Ayat 48 ini berfungsi sebagai titik persimpangan teologis, yang menghubungkan tradisi kenabian masa lalu—yang diwakili oleh Taurat dan Injil—dengan wahyu terakhir yang dibawa oleh Nabi Muhammad ﷺ. Pemahaman yang komprehensif atas ayat ini memerlukan kajian yang mendalam, tidak hanya pada terjemah harfiahnya, tetapi juga pada implikasi historis, linguistik, dan filosofis dari setiap frasa kuncinya, terutama istilah *Muhaimin* dan konsep *Shir'atan wa Minhajan*. Ayat ini merupakan cetak biru Ilahi yang menjelaskan mengapa berbagai umat memiliki hukum dan jalan yang berbeda, namun tetap diarahkan menuju tujuan spiritual yang tunggal: berlomba-lomba dalam kebaikan.
"Dan Kami telah turunkan kepadamu Al Kitab (Al-Qur'an) dengan membawa kebenaran, membenarkan apa yang sebelumnya, yaitu kitab-kitab (yang diturunkan), dan batu ujian terhadap kitab-kitab yang lain itu. Maka putuskanlah perkara mereka menurut apa yang diturunkan Allah dan janganlah kamu mengikuti hawa nafsu mereka dengan meninggalkan kebenaran yang telah datang kepadamu. Untuk tiap-tiap umat di antara kamu, Kami berikan aturan dan jalan yang terang. Sekiranya Allah menghendaki, niscaya Dia menjadikan kamu satu umat (saja), tetapi Allah hendak menguji kamu terhadap karunia yang telah diberikan-Nya kepadamu, maka berlomba-lombalah berbuat kebajikan. Hanya kepada Allah-lah kembali kamu semuanya, lalu diberitahukan-Nya kepadamu apa yang selama ini kamu perselisihkan." (QS. Al-Maidah [5]: 48)
Gambar 1: Al-Qur'an sebagai Timbangan Kebenaran (Muhaimin)
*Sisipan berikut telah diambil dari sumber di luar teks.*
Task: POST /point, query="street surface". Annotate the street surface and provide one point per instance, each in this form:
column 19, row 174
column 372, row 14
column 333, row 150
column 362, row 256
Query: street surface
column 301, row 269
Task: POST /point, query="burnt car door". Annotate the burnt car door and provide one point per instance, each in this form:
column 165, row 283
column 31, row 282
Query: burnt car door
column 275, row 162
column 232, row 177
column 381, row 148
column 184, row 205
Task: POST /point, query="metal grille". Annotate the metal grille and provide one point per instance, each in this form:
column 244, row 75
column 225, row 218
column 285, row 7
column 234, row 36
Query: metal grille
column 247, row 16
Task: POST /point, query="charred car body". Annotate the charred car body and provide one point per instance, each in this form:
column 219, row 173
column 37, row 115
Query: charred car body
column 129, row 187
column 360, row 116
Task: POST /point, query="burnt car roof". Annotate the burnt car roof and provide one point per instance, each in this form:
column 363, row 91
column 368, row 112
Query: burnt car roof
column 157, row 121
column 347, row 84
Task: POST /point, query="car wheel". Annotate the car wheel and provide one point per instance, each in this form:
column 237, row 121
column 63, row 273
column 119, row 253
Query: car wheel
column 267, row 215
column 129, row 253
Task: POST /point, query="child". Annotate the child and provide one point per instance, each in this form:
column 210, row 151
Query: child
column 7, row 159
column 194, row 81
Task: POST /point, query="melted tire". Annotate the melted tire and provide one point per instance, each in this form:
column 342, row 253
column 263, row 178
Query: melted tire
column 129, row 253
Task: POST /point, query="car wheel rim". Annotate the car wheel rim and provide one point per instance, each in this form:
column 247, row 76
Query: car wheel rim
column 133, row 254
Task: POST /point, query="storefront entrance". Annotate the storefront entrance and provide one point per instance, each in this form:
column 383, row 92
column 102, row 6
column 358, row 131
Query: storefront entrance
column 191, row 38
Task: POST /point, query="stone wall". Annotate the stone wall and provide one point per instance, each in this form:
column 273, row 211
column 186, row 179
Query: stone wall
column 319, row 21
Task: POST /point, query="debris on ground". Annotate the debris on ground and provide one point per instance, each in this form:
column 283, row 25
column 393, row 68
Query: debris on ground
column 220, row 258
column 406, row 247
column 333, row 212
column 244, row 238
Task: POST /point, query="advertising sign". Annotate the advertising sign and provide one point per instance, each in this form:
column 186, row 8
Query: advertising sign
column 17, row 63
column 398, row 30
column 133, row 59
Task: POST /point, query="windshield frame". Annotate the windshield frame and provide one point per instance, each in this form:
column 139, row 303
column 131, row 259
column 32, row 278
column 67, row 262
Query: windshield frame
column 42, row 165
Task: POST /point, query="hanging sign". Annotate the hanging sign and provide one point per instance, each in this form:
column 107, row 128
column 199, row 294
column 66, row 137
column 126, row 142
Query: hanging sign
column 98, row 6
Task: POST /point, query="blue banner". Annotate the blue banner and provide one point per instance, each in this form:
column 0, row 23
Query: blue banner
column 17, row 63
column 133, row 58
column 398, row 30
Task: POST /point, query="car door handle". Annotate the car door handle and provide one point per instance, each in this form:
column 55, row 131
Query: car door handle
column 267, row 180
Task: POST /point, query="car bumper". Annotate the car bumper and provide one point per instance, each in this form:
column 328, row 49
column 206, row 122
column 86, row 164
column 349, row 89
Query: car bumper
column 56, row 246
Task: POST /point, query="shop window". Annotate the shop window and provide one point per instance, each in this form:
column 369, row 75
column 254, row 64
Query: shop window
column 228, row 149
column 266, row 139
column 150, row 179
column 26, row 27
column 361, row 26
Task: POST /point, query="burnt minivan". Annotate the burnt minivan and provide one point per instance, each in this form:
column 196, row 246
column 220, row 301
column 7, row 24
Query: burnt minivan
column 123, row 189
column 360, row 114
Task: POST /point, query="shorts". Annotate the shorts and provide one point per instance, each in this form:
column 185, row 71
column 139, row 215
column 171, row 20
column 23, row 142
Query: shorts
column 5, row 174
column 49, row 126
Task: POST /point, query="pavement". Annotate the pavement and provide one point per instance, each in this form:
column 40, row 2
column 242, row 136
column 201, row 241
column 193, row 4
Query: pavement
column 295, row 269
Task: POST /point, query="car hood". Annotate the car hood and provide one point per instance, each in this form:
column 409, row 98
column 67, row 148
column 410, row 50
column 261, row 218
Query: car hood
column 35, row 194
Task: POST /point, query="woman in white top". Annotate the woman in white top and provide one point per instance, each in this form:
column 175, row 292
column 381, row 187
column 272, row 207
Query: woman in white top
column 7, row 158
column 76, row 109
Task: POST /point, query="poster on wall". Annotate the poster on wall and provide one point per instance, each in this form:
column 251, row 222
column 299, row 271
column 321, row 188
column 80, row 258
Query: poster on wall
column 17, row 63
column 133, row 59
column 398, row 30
Ayat ini dapat dipecah menjadi empat komponen utama yang masing-masing membawa makna teologis dan praktis yang mendalam, membentuk kerangka dasar bagi pemahaman Islam tentang hubungan antaragama dan kewajiban syariat.
Frasa ini adalah inti dari ayat tersebut, menetapkan dualitas peran Al-Qur'an. Ia adalah wahyu yang membenarkan kebenaran yang masih tersisa dalam kitab-kitab sebelumnya (Taurat dan Injil), sekaligus berfungsi sebagai pengawas tertinggi (Muhaimin) yang menguji, melindungi, dan menjadi otoritas final atas semua wahyu terdahulu. Peran *Mushaddiq* menunjukkan kesinambungan risalah kenabian dari Adam hingga Muhammad, sementara peran *Muhaimin* menunjukkan superioritas dan keunikan wahyu terakhir ini.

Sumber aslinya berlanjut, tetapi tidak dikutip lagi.